Manchmal nimmt die Debatte um die deutsche Familienpolitik skurrile Formen an. So auch jetzt, als der Bischof von Augsburg Walter Mixa der Familien-Ursi ideologische Verblendung vorwarf. Ich möchte jetzt nicht auf die Argumente Mixas und die Reaktionen seiner katholischen Kollegen und der Politiker verschiedener Parteien im Einzelnen eingehen. Nur soviel: Es kraucht mir immer wieder eiskalt den Rücken hoch und runter angesichts derer, die sich berufen fühlen über die Gestaltung des deutschen Familienlebens und die entsprechenden politischen Maßnahmen zu urteilen.
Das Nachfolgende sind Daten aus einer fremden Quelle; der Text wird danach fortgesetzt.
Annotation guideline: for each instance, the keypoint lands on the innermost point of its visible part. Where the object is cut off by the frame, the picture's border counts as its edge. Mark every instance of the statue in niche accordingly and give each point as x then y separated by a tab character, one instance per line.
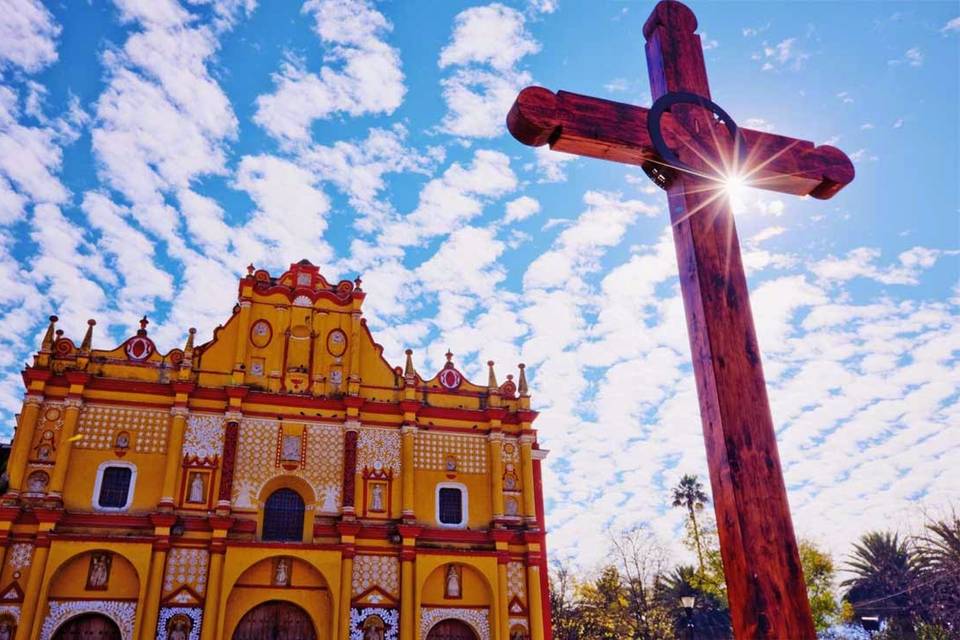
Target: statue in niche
99	573
373	628
291	449
452	584
179	627
281	575
7	627
376	497
37	482
197	492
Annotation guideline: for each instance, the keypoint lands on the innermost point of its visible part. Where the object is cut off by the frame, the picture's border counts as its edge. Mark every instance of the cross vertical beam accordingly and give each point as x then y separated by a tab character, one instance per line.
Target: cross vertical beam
761	560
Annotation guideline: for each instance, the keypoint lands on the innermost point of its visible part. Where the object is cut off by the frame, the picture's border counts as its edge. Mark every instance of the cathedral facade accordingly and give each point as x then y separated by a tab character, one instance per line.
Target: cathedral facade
281	481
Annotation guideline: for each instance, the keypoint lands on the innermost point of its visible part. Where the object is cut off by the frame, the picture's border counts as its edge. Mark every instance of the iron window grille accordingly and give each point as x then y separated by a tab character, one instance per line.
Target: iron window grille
451	505
283	516
115	487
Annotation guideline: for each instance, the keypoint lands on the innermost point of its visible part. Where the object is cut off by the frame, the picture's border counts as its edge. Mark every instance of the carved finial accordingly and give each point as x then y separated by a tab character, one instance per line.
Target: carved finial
47	344
408	371
491	378
88	336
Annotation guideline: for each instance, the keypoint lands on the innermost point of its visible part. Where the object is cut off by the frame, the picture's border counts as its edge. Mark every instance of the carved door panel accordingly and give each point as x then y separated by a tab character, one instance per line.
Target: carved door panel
275	621
451	630
89	626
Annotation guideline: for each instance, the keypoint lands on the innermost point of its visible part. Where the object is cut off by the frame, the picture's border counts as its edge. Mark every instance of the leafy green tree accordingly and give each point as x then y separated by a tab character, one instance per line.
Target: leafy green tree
689	494
710	617
884	577
937	553
819	573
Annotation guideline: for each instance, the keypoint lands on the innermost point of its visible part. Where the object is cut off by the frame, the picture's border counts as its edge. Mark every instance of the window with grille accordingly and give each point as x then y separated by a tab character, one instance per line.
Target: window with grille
115	487
283	516
450	506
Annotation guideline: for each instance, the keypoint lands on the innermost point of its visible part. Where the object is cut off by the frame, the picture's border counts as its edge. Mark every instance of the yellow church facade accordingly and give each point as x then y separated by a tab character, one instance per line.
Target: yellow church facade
280	481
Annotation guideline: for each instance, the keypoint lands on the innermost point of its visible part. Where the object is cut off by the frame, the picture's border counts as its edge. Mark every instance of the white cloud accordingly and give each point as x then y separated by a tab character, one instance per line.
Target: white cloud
28	35
486	44
521	209
783	55
366	79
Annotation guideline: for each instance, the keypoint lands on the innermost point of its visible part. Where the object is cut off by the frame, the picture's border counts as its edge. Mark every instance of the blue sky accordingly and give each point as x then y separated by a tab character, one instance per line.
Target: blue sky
150	150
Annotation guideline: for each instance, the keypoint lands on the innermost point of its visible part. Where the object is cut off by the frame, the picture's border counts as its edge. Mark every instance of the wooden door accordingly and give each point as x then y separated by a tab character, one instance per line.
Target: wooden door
451	630
275	620
89	626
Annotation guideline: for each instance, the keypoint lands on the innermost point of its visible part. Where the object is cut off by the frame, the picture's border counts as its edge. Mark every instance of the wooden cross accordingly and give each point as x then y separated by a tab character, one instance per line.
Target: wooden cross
689	146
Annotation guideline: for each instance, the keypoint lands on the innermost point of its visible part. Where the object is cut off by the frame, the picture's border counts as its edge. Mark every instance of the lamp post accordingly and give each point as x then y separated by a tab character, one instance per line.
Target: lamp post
687	603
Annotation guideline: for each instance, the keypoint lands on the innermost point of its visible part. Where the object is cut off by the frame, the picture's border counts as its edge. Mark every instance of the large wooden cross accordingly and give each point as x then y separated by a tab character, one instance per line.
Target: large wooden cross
690	146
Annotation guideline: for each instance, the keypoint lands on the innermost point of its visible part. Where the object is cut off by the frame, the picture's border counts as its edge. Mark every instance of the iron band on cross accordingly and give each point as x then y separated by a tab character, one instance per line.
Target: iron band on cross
662	175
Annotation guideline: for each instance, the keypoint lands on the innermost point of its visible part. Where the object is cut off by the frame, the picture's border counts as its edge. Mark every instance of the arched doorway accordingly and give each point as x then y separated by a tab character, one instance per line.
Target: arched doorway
275	620
89	626
451	630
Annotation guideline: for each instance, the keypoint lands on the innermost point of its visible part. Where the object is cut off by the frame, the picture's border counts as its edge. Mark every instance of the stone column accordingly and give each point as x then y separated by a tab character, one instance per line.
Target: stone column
22	441
526	465
171	475
407	438
495	440
72	406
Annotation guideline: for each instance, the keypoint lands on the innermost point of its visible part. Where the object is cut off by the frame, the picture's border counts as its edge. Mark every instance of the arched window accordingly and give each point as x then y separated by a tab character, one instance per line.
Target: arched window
283	516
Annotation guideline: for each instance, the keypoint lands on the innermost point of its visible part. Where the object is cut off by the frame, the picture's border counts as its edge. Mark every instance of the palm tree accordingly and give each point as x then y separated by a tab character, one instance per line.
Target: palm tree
938	562
689	493
884	579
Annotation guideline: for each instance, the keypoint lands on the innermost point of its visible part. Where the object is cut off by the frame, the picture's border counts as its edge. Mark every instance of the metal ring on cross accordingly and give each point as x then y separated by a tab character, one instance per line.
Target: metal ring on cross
667	155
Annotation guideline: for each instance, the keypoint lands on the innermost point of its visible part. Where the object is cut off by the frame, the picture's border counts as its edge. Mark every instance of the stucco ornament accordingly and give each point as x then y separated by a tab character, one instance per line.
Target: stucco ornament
122	613
203	437
478	619
194	613
390	617
378	449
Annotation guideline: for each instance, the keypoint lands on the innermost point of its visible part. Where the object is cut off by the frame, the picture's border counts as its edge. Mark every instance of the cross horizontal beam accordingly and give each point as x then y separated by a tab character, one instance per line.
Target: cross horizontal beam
618	132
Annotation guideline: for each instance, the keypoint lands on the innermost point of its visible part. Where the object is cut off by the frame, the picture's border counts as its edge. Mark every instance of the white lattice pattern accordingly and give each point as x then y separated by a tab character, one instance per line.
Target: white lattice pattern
378	448
99	424
121	612
516	582
433	449
203	437
20	555
379	571
186	567
478	619
257	454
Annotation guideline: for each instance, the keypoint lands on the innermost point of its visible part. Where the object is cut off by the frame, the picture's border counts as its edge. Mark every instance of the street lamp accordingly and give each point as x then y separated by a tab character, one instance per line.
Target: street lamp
687	603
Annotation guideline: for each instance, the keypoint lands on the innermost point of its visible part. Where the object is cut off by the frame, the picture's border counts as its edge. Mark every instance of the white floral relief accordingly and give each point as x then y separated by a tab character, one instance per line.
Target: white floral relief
203	437
121	612
376	571
478	619
390	617
194	613
378	449
516	582
433	449
20	555
257	460
186	567
99	424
Manchmal denke ich, ich sollte mich in entsprechenden Diskussionen vielleicht ein wenig zurückhalten, schließlich habe ich selbst noch keine Kinder. Und vielleicht wird in den Jahren nach der Geburt mein einziger Wunsch sein, meinem Kind 24 Stunden am Tag selig lächelnd beim schlafen/spielen/ kranksein/kacken/essen zuzusehen – so wie jetzt beim Kater ;) – allerdings denke ich, dass diese Beschäftigung mit der Zeit ihren Reiz verlieren wird. Sowohl beim Kater als auch beim Kind.
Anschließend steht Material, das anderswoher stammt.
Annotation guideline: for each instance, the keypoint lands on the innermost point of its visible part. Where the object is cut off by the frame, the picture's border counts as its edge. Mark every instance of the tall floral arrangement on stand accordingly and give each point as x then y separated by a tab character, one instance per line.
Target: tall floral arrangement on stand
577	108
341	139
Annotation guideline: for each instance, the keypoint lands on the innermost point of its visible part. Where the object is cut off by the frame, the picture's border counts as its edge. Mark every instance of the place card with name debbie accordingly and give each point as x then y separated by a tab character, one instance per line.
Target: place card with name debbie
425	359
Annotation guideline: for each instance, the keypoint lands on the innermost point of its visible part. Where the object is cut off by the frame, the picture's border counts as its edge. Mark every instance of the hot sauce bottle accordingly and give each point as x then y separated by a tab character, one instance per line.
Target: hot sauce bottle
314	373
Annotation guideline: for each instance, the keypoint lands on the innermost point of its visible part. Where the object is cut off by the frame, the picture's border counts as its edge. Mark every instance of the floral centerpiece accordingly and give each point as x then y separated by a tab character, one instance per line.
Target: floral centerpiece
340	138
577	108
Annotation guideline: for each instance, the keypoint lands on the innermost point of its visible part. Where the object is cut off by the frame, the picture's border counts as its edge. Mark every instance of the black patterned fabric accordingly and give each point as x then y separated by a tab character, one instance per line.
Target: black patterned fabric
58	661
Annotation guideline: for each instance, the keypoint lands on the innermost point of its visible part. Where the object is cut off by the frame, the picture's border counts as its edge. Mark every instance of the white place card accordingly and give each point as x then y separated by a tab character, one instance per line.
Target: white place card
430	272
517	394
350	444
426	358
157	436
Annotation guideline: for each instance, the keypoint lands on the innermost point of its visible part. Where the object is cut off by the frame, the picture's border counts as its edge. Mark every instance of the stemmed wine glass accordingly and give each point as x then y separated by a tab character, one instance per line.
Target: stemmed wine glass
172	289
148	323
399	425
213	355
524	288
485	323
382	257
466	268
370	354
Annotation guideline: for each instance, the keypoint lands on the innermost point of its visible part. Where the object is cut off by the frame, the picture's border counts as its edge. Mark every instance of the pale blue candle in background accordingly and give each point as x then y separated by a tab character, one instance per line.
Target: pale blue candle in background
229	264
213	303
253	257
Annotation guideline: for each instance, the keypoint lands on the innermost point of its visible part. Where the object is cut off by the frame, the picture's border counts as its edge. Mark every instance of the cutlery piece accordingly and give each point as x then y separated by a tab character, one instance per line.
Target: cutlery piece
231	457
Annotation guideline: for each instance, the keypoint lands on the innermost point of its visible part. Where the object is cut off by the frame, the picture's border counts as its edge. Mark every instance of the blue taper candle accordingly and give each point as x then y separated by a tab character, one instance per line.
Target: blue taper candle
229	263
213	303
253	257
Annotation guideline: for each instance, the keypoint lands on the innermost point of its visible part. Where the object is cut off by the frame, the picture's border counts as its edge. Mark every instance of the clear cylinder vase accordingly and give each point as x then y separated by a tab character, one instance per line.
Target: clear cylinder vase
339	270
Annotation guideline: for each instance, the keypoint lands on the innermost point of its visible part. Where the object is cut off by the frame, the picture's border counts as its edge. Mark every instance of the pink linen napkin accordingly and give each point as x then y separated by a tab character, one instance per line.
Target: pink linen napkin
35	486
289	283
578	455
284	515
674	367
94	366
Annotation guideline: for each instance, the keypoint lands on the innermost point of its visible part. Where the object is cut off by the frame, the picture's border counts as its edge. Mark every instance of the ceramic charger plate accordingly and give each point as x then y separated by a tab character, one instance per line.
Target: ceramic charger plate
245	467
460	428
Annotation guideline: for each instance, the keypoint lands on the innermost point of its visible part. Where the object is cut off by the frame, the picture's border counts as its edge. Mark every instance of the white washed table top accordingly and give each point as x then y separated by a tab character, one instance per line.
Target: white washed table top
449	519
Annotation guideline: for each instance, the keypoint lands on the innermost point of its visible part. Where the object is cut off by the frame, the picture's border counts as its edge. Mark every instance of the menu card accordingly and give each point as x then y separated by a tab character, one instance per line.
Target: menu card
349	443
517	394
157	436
Zurück zum Thema: Ich finde es beachtlich, mit welcher Chuzpe sich steinalte kinderlose Männer, die im Zuge des Zölibats Familienleben nur aus ihrer Herkunftsfamilie und vom Hörensagen kennen und altersbedingt von heutigen Familiengründern etwa zwei Generationen entfernt sind, zum Thema Familienlebengestaltung äußern und zwar nach folgender Gesetzmäßigkeit: Je konservativistischer und traditionalistischer desto lauter. Besonders gern führen sie dabei das Wohl des Kindes im Munde. Das Todschlagargument schlechthin: Die Mutter hat eine jahrelange Ausbildung gemacht, die sie selbst viel Aufwand und Geld gekostet hat und an der auch der Staat nicht ganz unbeteiligt war und möchte das erworbene Diplom nun nicht zusammen mit den vollgeschissenen Windeln in den Mülleimer stopfen? Rabenmutter! Soll sie doch keine Kinder kriegen, wenn sie sich dann nicht um sie kümmern will. Dass dieses praktische Argument allerdings in mehrerlei Hinsicht an der Lebenswirklichkeit von Müttern, Vätern, Kindern und Familien vorbeigeht, haben seine Verwender in ihrem Altersstarrsinn mit ihrer Alterskurzsichtigkeit offenbar übersehen.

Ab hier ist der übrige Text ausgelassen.